Manuel Cajuda - Continua com a tendência para falar demasiado e para intervenções egocêntricas, que, por vezes, roçam o mau gosto. Mas, ao mesmo tempo, prossegue uma carreira de êxitos ao serviço de clubes, repetindo a chegada à UEFA, tal como acontecera em 2002/2003 no Leiria. Depois de um início de campeonato promissor, com a equipa entre os primeiros classificados, seguiram-se dois terços de campeonato pautados por uma extrema irregularidade e várias exibições descoloridas e desgarradas. Não acertou na escolha dos pontas de lança . teve vários à sua disposição . e o meio campo, ao contrário do que é habitual nas suas equipas, foi quase que exclusivamente de combate e faltou-lhe um pouco a .magia. de um bom número 10. Uma zona central da defesa de aço, e dois desequilibradores natos (Alan e Danny) foram a principal base do seu sucesso.

Gaúcho . O avançado brasileiro quis muito pouco em 2003/2004, e depressa se incompatibilizou com Manuel Cajuda, forçando a saída em Janeiro.
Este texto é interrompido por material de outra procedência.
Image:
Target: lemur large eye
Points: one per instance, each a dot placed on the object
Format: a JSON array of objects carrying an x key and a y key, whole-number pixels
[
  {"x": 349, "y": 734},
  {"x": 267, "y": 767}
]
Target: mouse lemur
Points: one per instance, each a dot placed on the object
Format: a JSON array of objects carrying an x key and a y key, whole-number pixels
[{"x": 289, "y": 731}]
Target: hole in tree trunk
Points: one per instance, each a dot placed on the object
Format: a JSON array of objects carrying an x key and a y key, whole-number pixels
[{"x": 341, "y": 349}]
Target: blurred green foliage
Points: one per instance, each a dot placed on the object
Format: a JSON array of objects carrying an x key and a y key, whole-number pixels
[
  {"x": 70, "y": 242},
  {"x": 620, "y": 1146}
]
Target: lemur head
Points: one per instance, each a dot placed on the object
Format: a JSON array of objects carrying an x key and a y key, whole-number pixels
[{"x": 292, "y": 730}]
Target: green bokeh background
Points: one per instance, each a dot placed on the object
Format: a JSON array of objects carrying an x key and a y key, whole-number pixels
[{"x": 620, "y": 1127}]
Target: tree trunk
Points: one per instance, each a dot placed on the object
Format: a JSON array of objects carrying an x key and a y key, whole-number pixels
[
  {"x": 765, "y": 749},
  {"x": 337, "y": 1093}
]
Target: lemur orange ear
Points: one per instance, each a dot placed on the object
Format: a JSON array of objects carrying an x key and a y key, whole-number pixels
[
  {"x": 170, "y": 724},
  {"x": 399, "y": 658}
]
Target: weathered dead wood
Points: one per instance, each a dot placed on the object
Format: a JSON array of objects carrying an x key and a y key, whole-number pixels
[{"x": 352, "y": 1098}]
As suas exibições, ao longo das 21 jornadas em que participou, foram quase sempre fracas, mas, mesmo assim, apontou 5 golos, com o seu sentido de oportunidade a vir ao de cima.

Reforços de Inverno . Com a equipa a mostrar uma clara quebra, sobretudo em termos ofensivos, que começavam a ser visíveis nos resultados, o Marítimo atacou forte em Janeiro, incorporando 5 reforços brasileiros. André foi uma opção desastrosa, não se percebendo os motivos do seu regresso ao futebol português, enquanto que o lateral Fábio Vidal e os pontas de lança Souza e Rodrigão pouco ou nada mostraram. Salvou-se Léo Lima, médio ofensivo, que apesar da sua irregularidade e de ter demorado bastante a entrar no ritmo do conjunto, revelou predicados que faltavam ao meio campo maritimista, acabando por ser o único dos reforços de Inverno a vingar na equipa.

Irregularidade . Foi a imagem de marca do Marítimo 2003/2004. Esperava-se mais, depois de um bom início de época, e olhando para o conjunto de valores e o dinheiro investido no plantel à disposição de Cajuda. Mas o que é certo é que o regresso à Europa foi alcançado, mesmo que com os mesmos pontos do Rio Ave, que até tinha melhor .goal-average. em relação aos madeirenses. Uma série de 7 jogos sem ganhar, e duas séries de 5 jogos sem vitórias, exemplificam a irregularidade de uma equipa, que entrou no campeonato com 4 vitórias consecutivas.